Forum Discussion
NimbostratusSSL offload from Cisco ASA5520
I am trying to offload SSL connections (Anyconnect and clientless) to F5 LTM and then (re-encrypt and) pass through to available VPN gateway (Cisco 5520).
This works but the AnyConnect client will continuously disconnect and reconnect every second and not pass any traffic.

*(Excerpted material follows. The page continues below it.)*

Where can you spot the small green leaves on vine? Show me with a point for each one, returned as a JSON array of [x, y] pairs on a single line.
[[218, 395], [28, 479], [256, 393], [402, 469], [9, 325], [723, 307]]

Has anyone observed (and resolved) this behaviour?
TAC also logged with Cisco for this.
Thanks, Dan
5 Replies
dansmaaash_1158Some more info: SSL offloading works and the VPN client builds a tunnel through to the ASA. PING tests with packet size of 1371 bytes (or lower) work and the tunnel is stable with no loss. PING sizes of 1372+ bytes and the tunnel drops and reconnects. Possibly related to DF-bit being set by F5? Anyone have any ideas?- dansmaaash_1158
Solution was related to fragmentation between the F5 and Cisco ASA.
What_Lies_Bene1Cirrostratus
Thanks Dan, good to know. PMTUD would sort this kind of thing out if anyone ever let ICMP through their firewall!
wilken_151979Hi , could you please tell what was the solution. i'm having the same problem.
Binh_ThaiI ran into the same problem with a similar deployment (LTM performing client-ssl & server-ssl before forwarding traffic to an ASA 5580). The ASA firewall is running v9.1.4 & AnyConnect v3, and I found the following link that describes the problem:
http://www.cisco.com/c/en/us/support/docs/security/anyconnect-secure-mobility-client/116881-technote-anyconnect-00.html
I tried using the workaround on the firewall as outlined in the link above, but none of them work for me. Finally, to fix this issue, I created another virtual server which load balances DTLS (UDP 443) to the ASA firewall, and the AnyConnect issues disappear.